Unions accuse UPMC of exercising market power against workers

A coalition of labor unions filed an antitrust lawsuit Thursday at the Justice Department against UPMC, the giant employer of a Pittsburgh-based hospital, accusing the system of using its vast leverage to drive down wages and harm workers.
In its complaint, the group, which includes SEIU Healthcare Pennsylvania, alleges that UPMC employees are being “penalized” due to the healthcare system’s dominance in local markets. The complaint describes nurses who are being subjected to a heavier workload than other hospitals, raising patient safety concerns, and lists labor law violations which the coalition sees as labor law violations and which it says are causing impotence of employees show how working conditions can be improved.
“We’ve seen UPMC grow and gain power,” said Matthew Yarnell, president of the local SEIU group, which has long sought to organize workers in the largely non-union healthcare system. After a series of acquisitions, it is Pennsylvania’s largest private employer, with more than 40 hospitals, 800 physician offices and clinics, and a health insurance plan. With annual operating sales of $26 billion, the company employs approximately 95,000 people.
While antitrust cases often raise the issue of how powerful companies can act as monopolies and unjustifiably raise prices, a company can also be accused of acting as a monopsony by unfairly influencing suppliers, including employees.
Healthcare and legal experts say this is a novel legal approach to address the impact on workers of widespread consolidation in the healthcare industry.
In the complaint, the unions allege that UPMC’s monopsony power has also prevented workers “from opting out of, or improving, those working conditions through a draconian system of mobility restrictions and widespread labor law violations that provide for uncompetitive wages and working conditions.” “.
A UPMC spokesman asked for comment did not directly address the unions’ allegations that they had violated antitrust laws, but defended the treatment of workers.

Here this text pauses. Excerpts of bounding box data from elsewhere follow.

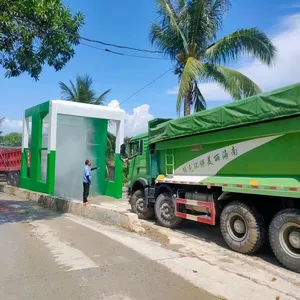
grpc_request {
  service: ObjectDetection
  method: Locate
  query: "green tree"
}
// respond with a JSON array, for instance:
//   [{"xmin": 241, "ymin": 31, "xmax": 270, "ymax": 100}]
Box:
[
  {"xmin": 0, "ymin": 0, "xmax": 84, "ymax": 80},
  {"xmin": 1, "ymin": 132, "xmax": 22, "ymax": 147},
  {"xmin": 59, "ymin": 75, "xmax": 110, "ymax": 105},
  {"xmin": 150, "ymin": 0, "xmax": 276, "ymax": 115}
]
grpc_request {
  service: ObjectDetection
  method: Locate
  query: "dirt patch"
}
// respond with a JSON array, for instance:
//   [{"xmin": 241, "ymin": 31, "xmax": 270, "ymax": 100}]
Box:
[{"xmin": 142, "ymin": 224, "xmax": 183, "ymax": 251}]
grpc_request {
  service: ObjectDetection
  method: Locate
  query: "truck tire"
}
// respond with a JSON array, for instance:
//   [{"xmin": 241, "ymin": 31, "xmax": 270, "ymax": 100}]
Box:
[
  {"xmin": 130, "ymin": 190, "xmax": 154, "ymax": 220},
  {"xmin": 220, "ymin": 201, "xmax": 266, "ymax": 254},
  {"xmin": 14, "ymin": 172, "xmax": 20, "ymax": 187},
  {"xmin": 269, "ymin": 209, "xmax": 300, "ymax": 273},
  {"xmin": 155, "ymin": 193, "xmax": 183, "ymax": 228}
]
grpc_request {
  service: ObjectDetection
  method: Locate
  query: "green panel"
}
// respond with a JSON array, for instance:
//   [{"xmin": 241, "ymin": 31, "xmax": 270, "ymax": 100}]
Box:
[
  {"xmin": 218, "ymin": 132, "xmax": 300, "ymax": 176},
  {"xmin": 156, "ymin": 116, "xmax": 300, "ymax": 150},
  {"xmin": 104, "ymin": 154, "xmax": 123, "ymax": 199},
  {"xmin": 91, "ymin": 119, "xmax": 108, "ymax": 195},
  {"xmin": 202, "ymin": 175, "xmax": 300, "ymax": 188},
  {"xmin": 20, "ymin": 151, "xmax": 55, "ymax": 195},
  {"xmin": 128, "ymin": 134, "xmax": 151, "ymax": 188},
  {"xmin": 20, "ymin": 102, "xmax": 55, "ymax": 194},
  {"xmin": 149, "ymin": 84, "xmax": 300, "ymax": 143}
]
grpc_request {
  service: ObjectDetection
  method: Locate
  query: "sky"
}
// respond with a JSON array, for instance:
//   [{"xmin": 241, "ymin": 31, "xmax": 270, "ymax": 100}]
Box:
[{"xmin": 0, "ymin": 0, "xmax": 300, "ymax": 136}]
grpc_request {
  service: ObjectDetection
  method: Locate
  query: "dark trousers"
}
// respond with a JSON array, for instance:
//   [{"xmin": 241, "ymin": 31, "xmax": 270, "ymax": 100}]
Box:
[{"xmin": 83, "ymin": 182, "xmax": 90, "ymax": 203}]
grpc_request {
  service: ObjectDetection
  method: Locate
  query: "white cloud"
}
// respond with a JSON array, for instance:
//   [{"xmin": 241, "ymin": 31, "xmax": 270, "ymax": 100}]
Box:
[
  {"xmin": 167, "ymin": 13, "xmax": 300, "ymax": 101},
  {"xmin": 280, "ymin": 3, "xmax": 300, "ymax": 9},
  {"xmin": 107, "ymin": 100, "xmax": 154, "ymax": 137},
  {"xmin": 0, "ymin": 118, "xmax": 23, "ymax": 134}
]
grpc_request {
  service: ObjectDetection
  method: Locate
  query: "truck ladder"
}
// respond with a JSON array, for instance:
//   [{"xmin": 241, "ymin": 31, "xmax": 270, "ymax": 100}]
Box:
[
  {"xmin": 165, "ymin": 149, "xmax": 174, "ymax": 175},
  {"xmin": 175, "ymin": 198, "xmax": 216, "ymax": 225}
]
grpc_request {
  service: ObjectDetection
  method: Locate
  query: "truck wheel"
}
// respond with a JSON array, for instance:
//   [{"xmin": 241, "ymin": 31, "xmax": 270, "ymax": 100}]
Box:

The system “ranks among the best places to work in all the regions we serve,” Paul Wood, UPMC’s chief communications officer, said in an email. He said the system’s average wage is over $78,000 a year.
“In the regions where UPMC operates, there is no other employer of this size and reach that offers well-paying jobs at all levels and an average wage of this magnitude,” he added.
He also said the healthcare system assigns nurses based on patient needs and that there is no policy that would prohibit an employee who has left one facility from being rehired at another.
But federal regulators have signaled an increased willingness to examine the impact of an employer’s market power on workers, and concerns about how consolidation is affecting labor markets “are gaining momentum and attention,” said Jaime King, a law professor at the University of Auckland and antitrust expert.
“The problem is much bigger than a single merger in a single market,” said Marka Peterson, legal director of the Strategic Organizing Center, a working coalition formerly known as the Change to Win Federation, which is also filing the lawsuit.
The Justice Department could decide whether to conduct its own investigation and whether an indictment would be warranted.
The Biden administration expressed concern about the impact of concentration on labor markets in a 2021 executive order, and the Federal Trade Commission recently issued a proposed rule that would prohibit the use of non-compete clauses.
Increasing consolidation in the healthcare industry has also resulted in increased focus on the impact on the workforce. Some research into hospital mergers has shown that nurses’ wages have fallen. “Healthcare has a two-way focus,” said Kate Bahn, an economist and research director at the Urban Institute.
And across the industry there is a shortage of healthcare workers, many of whom have suffered severe burnout during the pandemic. The heavy workload has led to numerous strikes by nurses, including recent strikes in New York hospitals.
UPMC has often been criticized for what some call anti-competitive behavior, and a report released earlier this year repeated some of the issues raised in the complaint.
However, whether the Justice Department will take action against the health system remains to be seen. While federal regulators may understand the theory underlying the unions’ complaint, these cases are challenging. “Monopson cases are not new, but they are very difficult to prove,” said Matthew L. Cantor, antitrust attorney and partner at Constantine Cannon.
This would be the first case based primarily on the argument that a powerful healthcare employer is using its influence in a way that harms workers, and prosecutors must decide whether they have solid evidence to take action . “They’re not going to want to fight a case that they think they can’t win,” said Elena Prager, an economist at the University of Rochester’s Simon Business School and a visiting scholar at the Justice Department.